Methods: An ethically approved PROSPERO registered review was conducted following the Preferred Reporting Items for Systematic Reviews and Meta-Analyses (PRISMA) guidelines using databases PubMed and Scopus for studies that met eligibility criteria for articles between 2007 and 2017 reporting the effect of infective complications on oncological survival in colorectal cancer. Results were separated into infective complications, surgical site occurrence (SSO) superficial, deep and anastomotic leakage. Articles were then graded with methodological index for non-randomized studies (minors) grading (cut-off: 18/24). Data was analysed using RevMan5.
Results: Of the 5,027 articles reviewed, 72 articles met inclusion criteria. Infective complications occurred in 7.6% (0.8–54.7%) and had a significant negative effect on overall survival (HR: 1.39; 95% CI: 1.30–1.49), cancer specific survival (HR: 2.58; 95% CI: 2.15–3.10). Anastomotic leakage [incidence 6.43% (range, 2.52–45.6%)] showed a negative impact on disease-free survival (HR: 1.14; 95% CI: 1.09–1.20), overall survival (HR: 1.34; 95% CI: 1.28–1.39), cancer specific survival (HR: 1.43; 95% CI: 1.31–1.55), local recurrence (HR: 1.18; 95% CI: 1.06–1.32) and overall recurrence (HR: 1.46; 95% CI: 1.27–1.68).
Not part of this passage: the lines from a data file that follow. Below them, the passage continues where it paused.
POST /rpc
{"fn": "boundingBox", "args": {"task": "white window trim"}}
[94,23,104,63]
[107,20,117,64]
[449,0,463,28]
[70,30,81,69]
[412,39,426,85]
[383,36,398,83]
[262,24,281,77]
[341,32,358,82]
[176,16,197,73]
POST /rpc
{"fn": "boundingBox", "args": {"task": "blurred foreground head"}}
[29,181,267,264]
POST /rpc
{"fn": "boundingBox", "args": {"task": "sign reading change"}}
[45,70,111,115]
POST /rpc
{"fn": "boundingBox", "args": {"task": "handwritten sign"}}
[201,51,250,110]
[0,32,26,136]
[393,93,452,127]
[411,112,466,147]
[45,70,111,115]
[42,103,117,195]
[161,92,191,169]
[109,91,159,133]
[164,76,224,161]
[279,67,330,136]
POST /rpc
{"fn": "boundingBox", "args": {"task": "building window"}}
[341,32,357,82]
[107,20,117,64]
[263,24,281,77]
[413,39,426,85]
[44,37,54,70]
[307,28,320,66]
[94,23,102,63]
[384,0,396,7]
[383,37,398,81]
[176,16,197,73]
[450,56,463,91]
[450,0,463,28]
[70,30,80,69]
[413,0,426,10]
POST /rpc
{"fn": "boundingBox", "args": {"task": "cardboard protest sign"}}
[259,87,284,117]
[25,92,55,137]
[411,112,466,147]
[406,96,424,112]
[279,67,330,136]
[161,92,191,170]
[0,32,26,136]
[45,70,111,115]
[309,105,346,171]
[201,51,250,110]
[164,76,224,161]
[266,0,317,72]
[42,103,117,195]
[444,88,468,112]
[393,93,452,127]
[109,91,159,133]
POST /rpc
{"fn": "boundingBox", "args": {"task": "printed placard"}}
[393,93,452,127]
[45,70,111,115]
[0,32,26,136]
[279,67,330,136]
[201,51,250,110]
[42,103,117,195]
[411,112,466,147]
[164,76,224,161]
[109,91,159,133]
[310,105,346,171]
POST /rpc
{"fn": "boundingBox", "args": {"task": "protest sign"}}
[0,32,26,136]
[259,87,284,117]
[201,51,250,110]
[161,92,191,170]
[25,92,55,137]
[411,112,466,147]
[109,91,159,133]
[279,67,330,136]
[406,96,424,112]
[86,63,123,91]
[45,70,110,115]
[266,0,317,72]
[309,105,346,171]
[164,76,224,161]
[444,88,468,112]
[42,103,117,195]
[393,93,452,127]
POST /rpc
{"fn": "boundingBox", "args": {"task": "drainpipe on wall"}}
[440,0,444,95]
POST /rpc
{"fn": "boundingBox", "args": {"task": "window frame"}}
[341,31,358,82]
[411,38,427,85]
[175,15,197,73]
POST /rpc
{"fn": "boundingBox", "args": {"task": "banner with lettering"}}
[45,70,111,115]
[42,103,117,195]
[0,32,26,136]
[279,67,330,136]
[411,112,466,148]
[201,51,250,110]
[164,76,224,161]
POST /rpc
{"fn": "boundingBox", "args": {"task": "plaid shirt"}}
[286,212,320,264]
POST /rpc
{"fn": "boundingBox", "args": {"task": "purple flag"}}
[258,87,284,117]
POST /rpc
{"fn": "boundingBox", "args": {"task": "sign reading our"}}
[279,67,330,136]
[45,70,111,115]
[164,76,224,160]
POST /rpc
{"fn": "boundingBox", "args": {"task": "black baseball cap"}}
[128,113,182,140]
Conclusions: This meta-analysis, one of the first to report oncological impact of post-operative infective complications identified a significant negative impact on both overall survival and cancer specific survival. Strategies that have been shown to reduce these complications need to be implemented as a priority to improve cancer survival.